Le terrorisme, cette invitation à la saloperie !

Saloperie !!

C’est le premier commentaire qui vient à l’esprit, à l’évocation de cet abominable attentat qui a endeuillé le marathon de Boston, mardi 16 avril.

L’Amérique pleure, une fois de plus, ses morts et ses estropiés et la vision du petit Martin, huit ans, fauché, dans les bras de son père, sur la ligne d’arrivée, reviendra longtemps hanter la mémoire des femmes et des hommes épris de paix.

L’attentat commis par deux frères tchétchènes, auxquels les États-Unis ont accordé l’asile politique en 2003, s’est chargée de rappeler aux américains, dont l’écrasante majorité ignoraient jusqu’à son existence, le souvenir de la Tchétchènie qui fut ravagée par le plus sanglant des conflits qu’ait connu le Caucase, parce que Moscou voulait y faire régner sa « Pax Russiana ». Mais, que le sang d’un seul  innocent coule et la plus belle des causes est, à tout jamais, entachée d’ignominie !
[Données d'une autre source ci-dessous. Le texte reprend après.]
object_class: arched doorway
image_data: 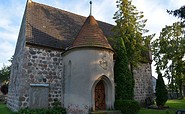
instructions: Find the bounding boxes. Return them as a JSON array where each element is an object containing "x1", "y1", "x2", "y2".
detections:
[{"x1": 94, "y1": 80, "x2": 106, "y2": 110}]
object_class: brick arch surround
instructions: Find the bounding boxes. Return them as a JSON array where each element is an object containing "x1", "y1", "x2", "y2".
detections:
[{"x1": 91, "y1": 75, "x2": 115, "y2": 111}]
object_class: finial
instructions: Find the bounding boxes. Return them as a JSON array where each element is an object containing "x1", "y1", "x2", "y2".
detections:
[
  {"x1": 90, "y1": 1, "x2": 92, "y2": 16},
  {"x1": 28, "y1": 0, "x2": 32, "y2": 3}
]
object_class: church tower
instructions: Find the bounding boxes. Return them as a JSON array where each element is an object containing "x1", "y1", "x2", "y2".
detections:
[{"x1": 63, "y1": 3, "x2": 115, "y2": 113}]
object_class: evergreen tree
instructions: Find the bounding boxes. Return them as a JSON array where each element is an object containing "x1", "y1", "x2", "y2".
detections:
[
  {"x1": 156, "y1": 71, "x2": 168, "y2": 108},
  {"x1": 113, "y1": 0, "x2": 154, "y2": 99},
  {"x1": 152, "y1": 22, "x2": 185, "y2": 95},
  {"x1": 113, "y1": 0, "x2": 154, "y2": 67}
]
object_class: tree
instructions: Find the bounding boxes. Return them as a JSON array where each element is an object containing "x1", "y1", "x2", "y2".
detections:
[
  {"x1": 113, "y1": 0, "x2": 154, "y2": 67},
  {"x1": 152, "y1": 22, "x2": 185, "y2": 95},
  {"x1": 156, "y1": 71, "x2": 168, "y2": 108},
  {"x1": 113, "y1": 0, "x2": 153, "y2": 99},
  {"x1": 167, "y1": 5, "x2": 185, "y2": 19}
]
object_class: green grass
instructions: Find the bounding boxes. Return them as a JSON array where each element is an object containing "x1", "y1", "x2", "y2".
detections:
[
  {"x1": 139, "y1": 99, "x2": 185, "y2": 114},
  {"x1": 0, "y1": 103, "x2": 12, "y2": 114},
  {"x1": 0, "y1": 99, "x2": 185, "y2": 114}
]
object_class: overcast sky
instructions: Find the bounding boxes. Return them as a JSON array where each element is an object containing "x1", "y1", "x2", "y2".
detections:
[{"x1": 0, "y1": 0, "x2": 185, "y2": 75}]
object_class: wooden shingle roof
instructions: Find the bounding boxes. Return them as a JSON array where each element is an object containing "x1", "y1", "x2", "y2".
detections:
[{"x1": 25, "y1": 2, "x2": 113, "y2": 49}]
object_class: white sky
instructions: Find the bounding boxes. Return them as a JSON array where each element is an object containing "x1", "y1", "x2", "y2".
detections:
[{"x1": 0, "y1": 0, "x2": 185, "y2": 79}]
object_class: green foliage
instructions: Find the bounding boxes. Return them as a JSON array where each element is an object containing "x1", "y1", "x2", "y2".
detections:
[
  {"x1": 14, "y1": 99, "x2": 66, "y2": 114},
  {"x1": 114, "y1": 39, "x2": 134, "y2": 99},
  {"x1": 167, "y1": 6, "x2": 185, "y2": 19},
  {"x1": 113, "y1": 0, "x2": 154, "y2": 67},
  {"x1": 152, "y1": 22, "x2": 185, "y2": 97},
  {"x1": 14, "y1": 107, "x2": 66, "y2": 114},
  {"x1": 156, "y1": 72, "x2": 168, "y2": 107},
  {"x1": 113, "y1": 0, "x2": 153, "y2": 99},
  {"x1": 115, "y1": 100, "x2": 140, "y2": 114}
]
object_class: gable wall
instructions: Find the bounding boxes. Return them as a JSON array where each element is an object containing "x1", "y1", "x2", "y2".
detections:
[{"x1": 7, "y1": 9, "x2": 26, "y2": 111}]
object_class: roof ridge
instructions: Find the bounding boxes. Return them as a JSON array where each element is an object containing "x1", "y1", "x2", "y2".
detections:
[
  {"x1": 28, "y1": 0, "x2": 114, "y2": 26},
  {"x1": 70, "y1": 15, "x2": 113, "y2": 50}
]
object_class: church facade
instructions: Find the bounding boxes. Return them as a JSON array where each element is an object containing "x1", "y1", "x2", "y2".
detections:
[{"x1": 7, "y1": 0, "x2": 152, "y2": 114}]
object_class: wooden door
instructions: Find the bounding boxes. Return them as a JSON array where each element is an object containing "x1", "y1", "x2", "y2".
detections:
[{"x1": 95, "y1": 81, "x2": 106, "y2": 110}]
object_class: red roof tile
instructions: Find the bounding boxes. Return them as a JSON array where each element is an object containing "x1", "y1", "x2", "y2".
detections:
[
  {"x1": 71, "y1": 16, "x2": 113, "y2": 50},
  {"x1": 25, "y1": 2, "x2": 113, "y2": 49}
]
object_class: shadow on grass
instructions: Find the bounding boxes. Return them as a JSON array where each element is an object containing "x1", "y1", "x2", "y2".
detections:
[{"x1": 139, "y1": 99, "x2": 185, "y2": 114}]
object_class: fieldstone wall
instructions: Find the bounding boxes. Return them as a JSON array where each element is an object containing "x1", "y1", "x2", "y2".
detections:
[
  {"x1": 21, "y1": 46, "x2": 63, "y2": 107},
  {"x1": 7, "y1": 10, "x2": 26, "y2": 111},
  {"x1": 133, "y1": 63, "x2": 153, "y2": 103},
  {"x1": 7, "y1": 45, "x2": 63, "y2": 111}
]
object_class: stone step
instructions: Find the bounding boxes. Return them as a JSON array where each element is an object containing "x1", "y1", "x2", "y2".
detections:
[{"x1": 89, "y1": 110, "x2": 121, "y2": 114}]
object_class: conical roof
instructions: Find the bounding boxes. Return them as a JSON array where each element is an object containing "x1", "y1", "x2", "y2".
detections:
[{"x1": 71, "y1": 15, "x2": 113, "y2": 50}]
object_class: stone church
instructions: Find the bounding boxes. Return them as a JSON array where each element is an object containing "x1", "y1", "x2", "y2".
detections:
[{"x1": 7, "y1": 0, "x2": 152, "y2": 114}]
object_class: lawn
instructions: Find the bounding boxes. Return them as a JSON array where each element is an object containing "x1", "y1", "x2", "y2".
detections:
[
  {"x1": 0, "y1": 103, "x2": 12, "y2": 114},
  {"x1": 0, "y1": 99, "x2": 185, "y2": 114},
  {"x1": 139, "y1": 99, "x2": 185, "y2": 114}
]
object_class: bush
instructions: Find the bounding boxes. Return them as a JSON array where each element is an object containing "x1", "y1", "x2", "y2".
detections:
[
  {"x1": 1, "y1": 84, "x2": 8, "y2": 95},
  {"x1": 156, "y1": 72, "x2": 168, "y2": 108},
  {"x1": 115, "y1": 100, "x2": 140, "y2": 114},
  {"x1": 14, "y1": 108, "x2": 66, "y2": 114}
]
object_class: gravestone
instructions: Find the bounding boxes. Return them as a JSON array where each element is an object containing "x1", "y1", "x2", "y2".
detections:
[{"x1": 29, "y1": 84, "x2": 49, "y2": 109}]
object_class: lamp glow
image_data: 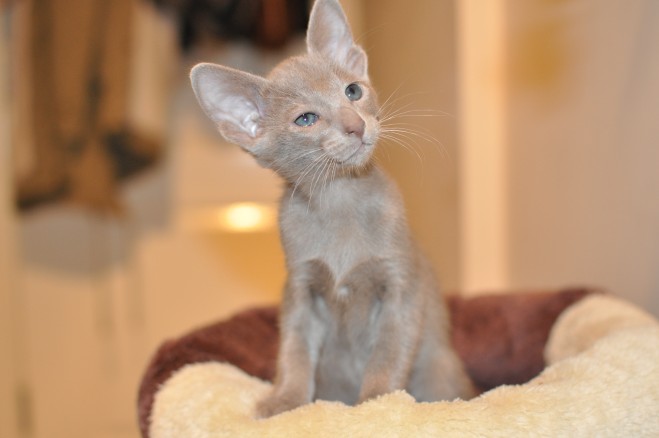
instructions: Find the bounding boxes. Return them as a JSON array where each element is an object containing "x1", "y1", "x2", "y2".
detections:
[{"x1": 217, "y1": 202, "x2": 275, "y2": 232}]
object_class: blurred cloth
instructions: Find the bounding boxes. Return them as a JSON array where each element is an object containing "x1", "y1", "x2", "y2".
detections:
[
  {"x1": 16, "y1": 0, "x2": 162, "y2": 213},
  {"x1": 151, "y1": 0, "x2": 309, "y2": 50}
]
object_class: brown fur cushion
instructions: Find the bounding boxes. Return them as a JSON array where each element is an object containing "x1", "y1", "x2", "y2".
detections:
[{"x1": 138, "y1": 288, "x2": 593, "y2": 438}]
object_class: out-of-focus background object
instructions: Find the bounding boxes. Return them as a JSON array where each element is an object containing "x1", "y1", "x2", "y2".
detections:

Si les frères Tsarnaev ont agi en tchétchènes, on retiendra que c’est, une fois de plus, l’Islam qui se trouve en première ligne du carnage. Cet autre Islam, violent, haineux qui enlève,torture, ampute et tue sans scrupule. Un Islam réfractaire à toute logique, prêché par des obscurantistes et colporté par des ignorants.

La Tchétchènie a perdu en cette matinée d’Avril 2013, son honneur et  l’Islam sa raison, par la faute de deux imbéciles qui ont osé poignarder, dans le dos, le pays qui leur a donné une chance de refaire leur vie, dans la liberté et la dignité.

Mais peu importe les auteurs, peu importe la cause qu’ils prétendent défendre et les commanditaires éventuels de l’attentat. La seule idée que l’on puisse délibérément,administrer la mort à un innocent,  est,en soi, insupportable.

En cela, le terrorisme est une invitation à la saloperie. Il s’apparente à une forme de dictature, car tout comme le tyran, il s’attaque aux libertés qui fondent la vie de la cité, comme celle d’aller et venir et de se réunir, histoire de les réduire à leur plus simple expression. En semant la mort et la désolation autour de lui,  en distillant l’épouvante, le terroriste porte atteinte à la paix civile et génère dans l’imaginaire collectif, une insupportable paranoïa, qui vous fait prêter,à votre voisin immédiat,  le délit d’intention criminelle.

Et tout comme la tyrannie également, le terrorisme est l’apanage d’une minorité, imbue de vengeance, de haine et de détestation pour ceux de ses contemporains, qui ne partagent pas ses convictions, qu’elles soient politiques, idéologiques ou confessionnelles.

 

Aujourd’hui,  nous sommes tous bostoniens. Comme nous fumes parisiens le 25 juillet 1995, new-yorkais,  le 11 septembre 2001, ou madrilènes, le 11 mars 2004 et qu’il soit le fait d’individus isolés, de groupuscules violents, de mouvements de libération ou d’Etats constitués, le terrorisme est la pire manifestation de la cruauté, et un acte d’une lâcheté inqualifiable.